Now, ministers have revealed which 600 laws will be repealed by the end of 2023.
What is the Retained EU Law Bill?
The Government has already revoked or reformed more than 1,000 EU laws since we left the EU. The Financial Services and Markets Bill and the Procurement Bill will revoke around a further 500 pieces of retained EU law.
This week, the Department for Business and Trade has published a list of 600 EU laws that are set to be scrapped by December 31, 2023.
Around 4,000 bills were set to be scrapped initially, but Business and Trade Secretary Kemi Badenoch revealed last week that only 600 would be repealed.
This decision has angered Brexiteers, who wanted to see an increased number of EU bills revoked.
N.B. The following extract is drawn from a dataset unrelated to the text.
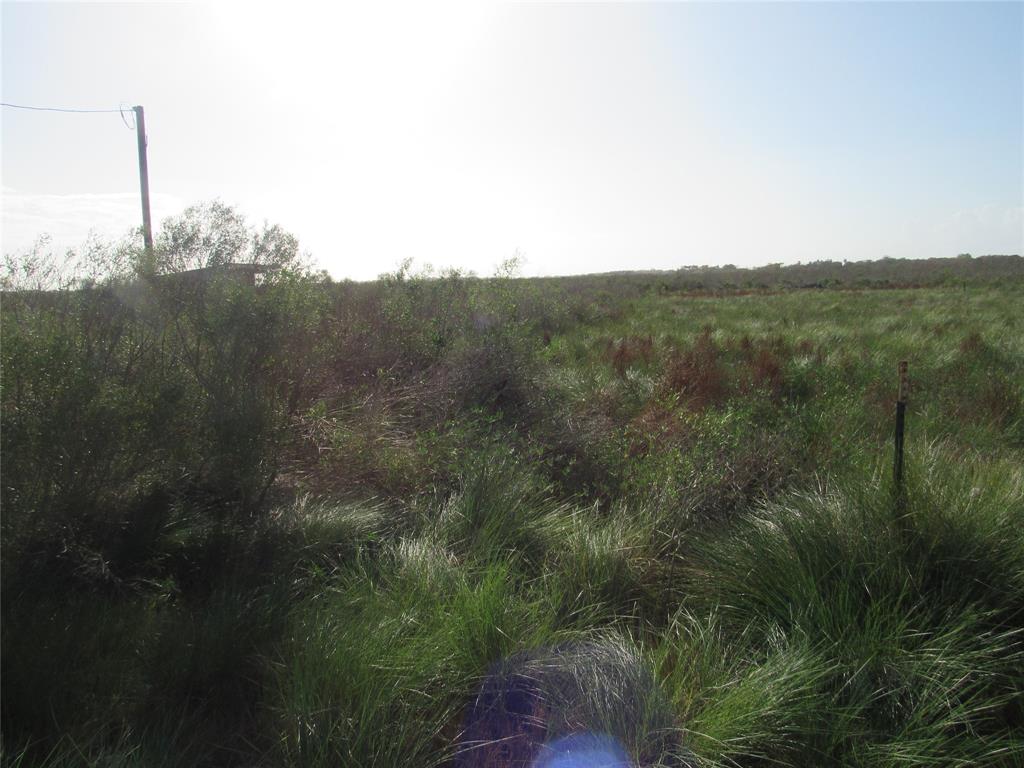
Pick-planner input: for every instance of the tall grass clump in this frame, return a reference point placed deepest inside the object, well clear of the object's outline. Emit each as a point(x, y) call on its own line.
point(913, 613)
It was, however, welcomed by critics, who argued that important legislation could have been scrapped.
Which EU laws will be scrapped in the UK this year?
Around 600 laws will be scrapped by the end of the year, including the following:
The Government will remove some items relating to air pollution, claiming that it “does nothing to improve the quality of the air we breathe”.
Ministers will also remove laws relating to the Port Services Regulations because it is “contrary to the needs and requirements of the UK”.
Several repealed laws relate to fisheries, including sustainable fisheries agreements, and fish populations, according to the Guardian.
Several repealed laws relate to biocidal products like disinfectants and insect repellants.
The UK will formally repeal a law that gave the country access to an EU-wide criminal database called Ecris.
A law that will be repealed relates to measures mitigating money laundering and terrorist financing risks in third countries.
The UK will repeal rules relating to flood risk regulations, claiming that they’ve either been superseded by or are a duplicate of UK law.